Hometown Hockey: Following the North Star

His day job’s at the local nickel mine. The rest of the time, he’s coaching.

Thomas Fricke

Thomas Fricke

Hometown Hockey, with host Ron MacLean, will be in Thompson on March 7 and 8. The show airs on March 8, on CityTV. For more, visit HometownHockey.com.

It’s just before midnight on a bitterly cold Thursday in Thompson, Man. Doug Korman is loading the Norman Northstars Midget AAA hockey team onto a bus that will take them on an eight-hour pilgrimage south—maybe to Winnipeg or Brandon or even Kenora, Ont. The team will arrive at its destination early the next morning, and Korman will check all his 16- and 17-year-olds into their hotel rooms, try to get them a reasonable breakfast and tell them to get as much sleep as they can until 2:00 that afternoon. That’s when they’ll all rise for a pre-game meal, a thorough chalk talk and a game in the evening. Then it’s back on the bus to another town, another community for another game on Saturday night, then one more town on Sunday afternoon, before they pile onto that bus for the final time and, if it doesn’t break down somewhere along the northern Manitoba highway, head back to Thompson. The boys will arrive home at 3:00 on Monday morning, get what sleep they can, and get up for the first period of school a few hours later, while Korman pulls into work at a nickel mine.

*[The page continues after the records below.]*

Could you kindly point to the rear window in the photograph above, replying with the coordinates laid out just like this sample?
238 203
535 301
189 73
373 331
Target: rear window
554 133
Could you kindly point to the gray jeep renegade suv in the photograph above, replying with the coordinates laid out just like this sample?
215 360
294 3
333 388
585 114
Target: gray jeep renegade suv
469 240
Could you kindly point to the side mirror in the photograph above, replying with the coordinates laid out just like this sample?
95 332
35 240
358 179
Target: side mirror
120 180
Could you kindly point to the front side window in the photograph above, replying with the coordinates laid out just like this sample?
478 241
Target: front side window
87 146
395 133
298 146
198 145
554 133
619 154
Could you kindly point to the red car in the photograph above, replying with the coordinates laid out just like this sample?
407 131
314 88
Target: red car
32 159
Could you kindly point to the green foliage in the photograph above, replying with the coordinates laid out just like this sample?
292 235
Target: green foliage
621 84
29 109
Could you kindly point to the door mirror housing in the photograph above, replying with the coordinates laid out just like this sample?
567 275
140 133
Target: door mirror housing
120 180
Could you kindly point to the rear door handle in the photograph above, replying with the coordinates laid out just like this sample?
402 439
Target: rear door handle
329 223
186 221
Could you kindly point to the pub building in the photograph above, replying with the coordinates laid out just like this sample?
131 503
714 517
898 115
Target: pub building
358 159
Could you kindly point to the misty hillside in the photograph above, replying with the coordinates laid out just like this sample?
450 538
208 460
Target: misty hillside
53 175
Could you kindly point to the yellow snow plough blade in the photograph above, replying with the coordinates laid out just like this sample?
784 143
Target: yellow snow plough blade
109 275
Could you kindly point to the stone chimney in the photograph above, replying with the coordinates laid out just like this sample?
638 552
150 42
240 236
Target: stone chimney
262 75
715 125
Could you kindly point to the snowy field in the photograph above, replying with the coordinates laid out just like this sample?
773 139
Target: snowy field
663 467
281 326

That’s one road trip. In a season, Korman and the Northstars will make seven. And this is the coach’s 21st year doing it. “If I try to think about the number of kids I’ve coached and how many miles I’ve logged on the bus,” Korman says, “it’s completely mind-boggling.”

Korman has been at the helm of the Northstars for so long, he’s begun coaching the children of past players. He’s been to players’ weddings; he’s been around for the births of their kids; he’s given eulogies at their funerals. He’s watched them go on to play junior hockey; he’s seen them become doctors, labourers, RCMP officers; he’s kept in touch with those who came from Native communities surrounding Thompson, and leaned on them as scouts of new talent at their reserves. He’s been all-in with the Northstars since his first year coaching in 1986. Over the decades, he’s stepped away for a year here and there, whether by his own compulsion or because a group of parents thinks he’s too strict. But he’s always found his way back to the team.

He’s running practices twice a week and dry-land training another two days. He’s taking his players to local elementary schools to speak to kids. He’s ferrying others to community appearances. He’s sitting in on his players’ once-a-week tutoring sessions to make sure they keep their noses in their books. “It’s seven days a week—from late August right through until March,” Korman says. “It’s a grind. It’s like having another job.”

And you know he loves it. He’s lived in Thompson since 1965, minus his time playing junior hockey in Saskatchewan and Alberta; his stint at the University of Manitoba, where he played for legendary coach Wayne Fleming; and a three-year spell playing in West Germany when they still had the wall. He’s enamoured with the North—the hunting, the fishing, the way of life. This small mining community of 14,000, where there’s hockey paraphernalia in the windows of all the businesses and everyone in town knows a Northstar when they see him—it’s where he’s meant to be. “I love the game and I love the relationships that I’ve built through it. I love seeing these kids succeed and watching them grow throughout their lives,” Korman says. “And it keeps me young. If I only hung out with a bunch of old guys, I’d get old awfully quick.”